If you target something like oxidative stress, that is caused by hundreds of those thousands of discrete dysfunctions (CNVs etc.), then your odds of success shoot up.  This was the case in Hardan’s trial of N-acetyl cysteine.

Hardan is now going to trial oxytocin on kids with autism, but this idea has already been well and truly “trashed” by highly respected mainstream doctors.  They do this because they think autism is something easy to define and measure like high blood pressure.  If it is therapeutic in 10% of cases, that is great.


Quacks, Off-label and Clinical Investigations

I think it is great that Hardan can try all these drugs at Stanford and nobody even thinks of calling him a quack.  The same applies to a small number of inquisitive doctors at Johns Hopkins and Boston Children’s Hospital.

It would be interesting to know how Hardan treats his patients with ASD, who are not enrolled in a clinical trial.  Does he prescribe off-label? 

It is clear that most doctors in developed countries will run a mile/kilometer at the idea of treating somebody off label.  They fear being struck off/sued/ridiculed.

We had the UK pediatrician commenting on this blog that Baclofen was effective in 70+% of her/his patients with anxiety plus Asperger’s, but did not feel happy to continue prescribing it without some supporting evidence from elsewhere.  The fact that it was safe and effective was not enough.

Many of the tiny number of off-label doctors really do look like quacks to me, so I can understand the concern of mainstream doctors not to want to be associated with them.

What is the, scientifically well-briefed, parent supposed to do? (if self-treating is not an option)

I think there should be a way where you can enroll your child in a “clinical investigation”, where you accept that all the treatments are experimental and therefore have a higher level of risk than normal.  You waive your right to sue the doctor, or the hospital.  You can opt out of up to 10% of the therapies, based on valid concern.  For example, you might think IVIG is not safe.

You then enter a program in which all your child’s data can be used for research purposes.  So you agree to have to have EEGs, scans, genetic testing, spinal tap/lumbar puncture, blood tests, urine tests, hair tests etc.

The child is completely profiled and material is stored for possible further analysis later.

All known tests are then carried out, even obscure things like biotin deficiency, creatine deficiency and those amino acids we saw that triggered rare autism.

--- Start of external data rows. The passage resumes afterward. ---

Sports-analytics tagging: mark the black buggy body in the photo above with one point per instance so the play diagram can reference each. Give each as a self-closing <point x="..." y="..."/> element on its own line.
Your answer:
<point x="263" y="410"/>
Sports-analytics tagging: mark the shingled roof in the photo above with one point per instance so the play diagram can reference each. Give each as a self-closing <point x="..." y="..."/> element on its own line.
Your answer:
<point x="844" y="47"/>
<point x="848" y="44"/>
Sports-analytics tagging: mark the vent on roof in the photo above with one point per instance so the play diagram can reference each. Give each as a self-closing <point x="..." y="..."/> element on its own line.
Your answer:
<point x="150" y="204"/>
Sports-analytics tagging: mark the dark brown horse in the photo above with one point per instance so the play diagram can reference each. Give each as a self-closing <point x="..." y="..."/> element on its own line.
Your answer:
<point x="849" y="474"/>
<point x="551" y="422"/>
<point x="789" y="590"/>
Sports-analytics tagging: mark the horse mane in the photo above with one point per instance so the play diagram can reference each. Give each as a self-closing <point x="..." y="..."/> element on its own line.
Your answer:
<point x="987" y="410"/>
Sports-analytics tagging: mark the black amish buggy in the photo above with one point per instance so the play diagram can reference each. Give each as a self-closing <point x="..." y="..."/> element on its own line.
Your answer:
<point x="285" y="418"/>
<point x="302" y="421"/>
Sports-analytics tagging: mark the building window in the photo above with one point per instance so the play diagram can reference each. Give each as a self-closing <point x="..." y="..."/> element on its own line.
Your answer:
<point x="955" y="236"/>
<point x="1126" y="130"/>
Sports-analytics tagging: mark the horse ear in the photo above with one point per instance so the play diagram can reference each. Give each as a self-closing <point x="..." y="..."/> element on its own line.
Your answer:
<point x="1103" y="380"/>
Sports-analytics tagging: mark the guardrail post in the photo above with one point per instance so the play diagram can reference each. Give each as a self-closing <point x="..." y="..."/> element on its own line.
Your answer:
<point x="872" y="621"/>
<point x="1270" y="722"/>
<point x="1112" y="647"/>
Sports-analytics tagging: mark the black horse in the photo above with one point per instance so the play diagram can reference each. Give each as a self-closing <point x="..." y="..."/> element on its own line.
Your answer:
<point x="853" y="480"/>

Then you go through all of the therapies known to be effective in some people.  So it includes memantine, IVIG,  donepezil, bumetanide, oxytocin, propranolol, baclofen, arbaclofen, even Zyrtec, NAC, D-Cycloserine, carnosine, carnitine, pancreatic enzymes, probiotic bacteria  etc.

The whole process would take a year.  If you treated 1,000 children you would then have a wealth of data.

You might have individually rare disorders totaling 15% of cases and then several clusters where the same drugs were effective in sizeable groups of children.  Then you would be able to look back in the data for the biomarkers of each cluster.

Then you would write a smartphone app for doctors to treat autism.  They would input the various biomarkers requested and out would come the suggested drug therapy recommendation(s).  So it would be a “guided off-label” approach where the doctor knows that the recommendations are “scientifically supported” but may not be perfect.


We just need the Simons Foundation to sponsor it! 


If you think it might be too expensive, just remember that at the recent international autism conference in Utah, there were 2,000 scientists and researchers in attendance. What exactly have they achieved, in practical terms, in the last 10 years and are likely to achieve in the next 10 years?

It does seem that some view success as diagnosing ever more people with "autism", so that they can receive "services", when they really should be diagnosing specific biological dysfunctions.

It is not an easy task, but you do not need 2,000 researchers.  You just need 20 pragmatic people to review the data and make a decision tree showing how to choose the 5 drugs most likely to help a particular person, based on their specific biomarkers.  

I guess that would leave 1,980 people with not much to do.